最好data sciencecan impact global societies in incredible ways. It can work to enhance ocean health, identify and deliver food surpluses to feed the hungry, and use cellphone data to standardize public transportation routes in developing areas like Nairobi.
公共部门和私营部门的数据科学家都必须了解在新应用程序中使用数据的基本机会,address potential ethical and bias risks, and weigh the need for data regulation.
Before algorithms can be used appropriately, it’s necessary to access good data sources and evaluate the quality of all available data. According to Vinod Bakthavachalam, a senior data scientist at Coursera, critical questions to ask before using a data set in any application include: Is there measurement error? Do I understand how the data was captured? Are there weird outliers or other abnormal numbers?
“Even if the data on its own is good, there’s always a chance it may be unusable if it’s not right for a specific purpose,” he says.
For example, you may have high-quality data on a consumer’s willingness to spend over $100 on shoes, but perhaps that data was collected during the holiday season when shoppers traditionally spend more and is thus inapplicable to predicting year-round shopping trends. In other words, it may be the best data in the world, but whether it’s the most relevant data is an entirely different matter.

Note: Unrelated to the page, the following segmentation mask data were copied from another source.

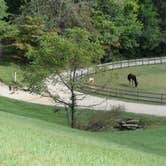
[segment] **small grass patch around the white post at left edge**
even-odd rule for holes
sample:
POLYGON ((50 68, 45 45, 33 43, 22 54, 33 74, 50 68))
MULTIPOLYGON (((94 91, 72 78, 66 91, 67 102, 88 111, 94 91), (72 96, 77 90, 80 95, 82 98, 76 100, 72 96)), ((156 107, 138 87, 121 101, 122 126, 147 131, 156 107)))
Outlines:
POLYGON ((22 71, 20 67, 13 63, 1 63, 0 64, 0 80, 6 84, 13 84, 14 73, 17 72, 17 84, 22 84, 22 71))

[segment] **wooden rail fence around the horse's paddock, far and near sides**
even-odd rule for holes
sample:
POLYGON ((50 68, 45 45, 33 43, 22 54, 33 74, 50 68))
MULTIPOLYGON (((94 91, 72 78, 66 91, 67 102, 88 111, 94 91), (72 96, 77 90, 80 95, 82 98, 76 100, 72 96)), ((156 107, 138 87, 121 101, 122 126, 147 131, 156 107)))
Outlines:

Data scientists must also understand that although algorithms can make a positive difference in society, there is a risk that some algorithms instead further entrench cultural prejudice and bias.

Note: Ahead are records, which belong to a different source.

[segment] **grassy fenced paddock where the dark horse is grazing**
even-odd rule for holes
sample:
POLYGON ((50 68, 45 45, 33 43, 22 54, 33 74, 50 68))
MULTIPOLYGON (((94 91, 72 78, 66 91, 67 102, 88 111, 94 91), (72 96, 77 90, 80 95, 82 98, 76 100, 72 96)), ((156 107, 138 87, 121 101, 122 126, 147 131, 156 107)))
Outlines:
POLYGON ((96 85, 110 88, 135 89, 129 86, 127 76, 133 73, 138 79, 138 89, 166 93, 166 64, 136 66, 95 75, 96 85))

Machine learning algorithms是日常生活中最常见的数据算法之一。它们经常被用来为电子商务网站上的消费者提供产品,并且在招聘或贷款决策等案件中,它们也越来越多地应用。正确使用的是,这种算法可以通过专注于预测成功的内部特征来消除种族或性别偏见,从而忽略human tendency to prefer people who are similar to themselves.

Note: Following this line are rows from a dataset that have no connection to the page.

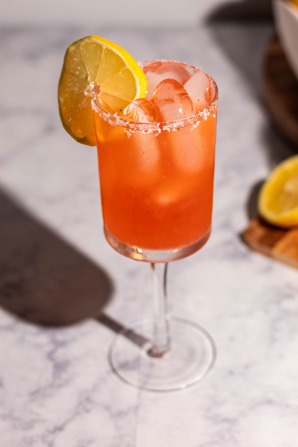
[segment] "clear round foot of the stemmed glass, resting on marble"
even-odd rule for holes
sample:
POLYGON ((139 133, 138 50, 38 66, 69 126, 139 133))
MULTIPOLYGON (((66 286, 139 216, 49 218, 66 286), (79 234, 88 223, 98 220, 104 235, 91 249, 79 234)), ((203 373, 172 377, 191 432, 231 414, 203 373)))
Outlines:
POLYGON ((216 350, 206 330, 182 318, 167 318, 171 348, 162 356, 152 353, 152 318, 137 321, 113 339, 109 362, 126 383, 151 391, 182 390, 204 379, 213 367, 216 350))

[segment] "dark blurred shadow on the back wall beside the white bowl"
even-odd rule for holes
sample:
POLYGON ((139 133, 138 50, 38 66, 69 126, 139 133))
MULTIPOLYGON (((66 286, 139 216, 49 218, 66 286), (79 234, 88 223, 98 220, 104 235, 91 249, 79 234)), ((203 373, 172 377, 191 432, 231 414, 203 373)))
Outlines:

但是,使用错误地使用,这些模型只是为原本不道德的过程提供了尊敬的贴面。当培训数据中看到偏见的算法将在喂养新数据时得出偏见的结论,因为机器学习算法并不能做出最佳决定;他们做出了“训练”它会做出的人类的决定。例如,如果一家公司过去只雇用白人男性,并使用该数据训练其招聘算法,则将使这种招聘做法永存。因此,偏见的数据会导致偏差结果。
To avoid such biases, Coursera deliberately chose to ignore gender when training its machine learning algorithms to recommend classes to potential students.
“In the U.S., women are less likely to enroll in STEM classes, so if we used gender, it wouldn’t recommend certain courses to women,” Bakthavachalam says. “We want to encourage women to enroll in STEM classes and avoid any biases in the algorithms.”
Coursera’s experience underscores the fact that although there is no silver bullet for avoiding algorithmic bias, it’s also not too complicated a problem to fix, either. In fact, it’s more a matter of awareness than a difficult engineering problem to solve, and it begins with the knowledge that artificial intelligence is by no means perfect. According to Bakthavachalam, data scientists must avoid treating machine learning algorithms as black boxes because “if you don’t know what’s going on under the hood, it’s hard to imagine and diagnose issues.”
数据科学家在初次检查时也必须保持警惕training data,一个过程需要拥有一个多元化的团队,在某些情况下,需要外部审稿人。Bakthavachalam认为,最大的风险是,数据科学家意识到数据滥用的潜力,但不要为纠正潜在问题而采取必要的工作。
“Everyone has different value systems, and being open and upfront about the algorithm can lead collectively to the right decision,” says Bakthavachalam.
从积极的角度来看,数据科学使消除偏见变得更加容易,通过量化偏见和突出可能不会引起注意的趋势。这使数据科学家可以通过仅分析合法相关的信息来消除偏见,从而使公司能够为先前服务不足的人群提供服务,尤其是在金融服务领域。
一个例子是mybucks, the fintech company powered by a machine learning-enabled, credit-scoring engine that serves the underbanked in 11 African nations. By aggregating large amounts of data, MyBucks has greater insight into which individuals are likely to default, allowing them to move beyond a reliance on more simplistic predictors like credit score.
In Kenya, for instance, data is pulled solely from an individual’s phone, and loans are paid directly into mobile wallets within minutes.
This service is especially important in nations where schools require full tuition payment upfront, historically a significant barrier to pursuing an education in some poorer countries.
Above all, data scientists must avoid getting lost in the techniques and methods of their trade. They must ask questions about who will be affected by the work and how are they ensuring that by doing “good” for one group, they don’t inadvertently harm another.
It’s through transparency about how data is collected, how it’s defined, and its limitations that analysts working together can get the most impactful results. Machines can learn, but it’s the human insights and supervision that enable organizations to balance power and fairness.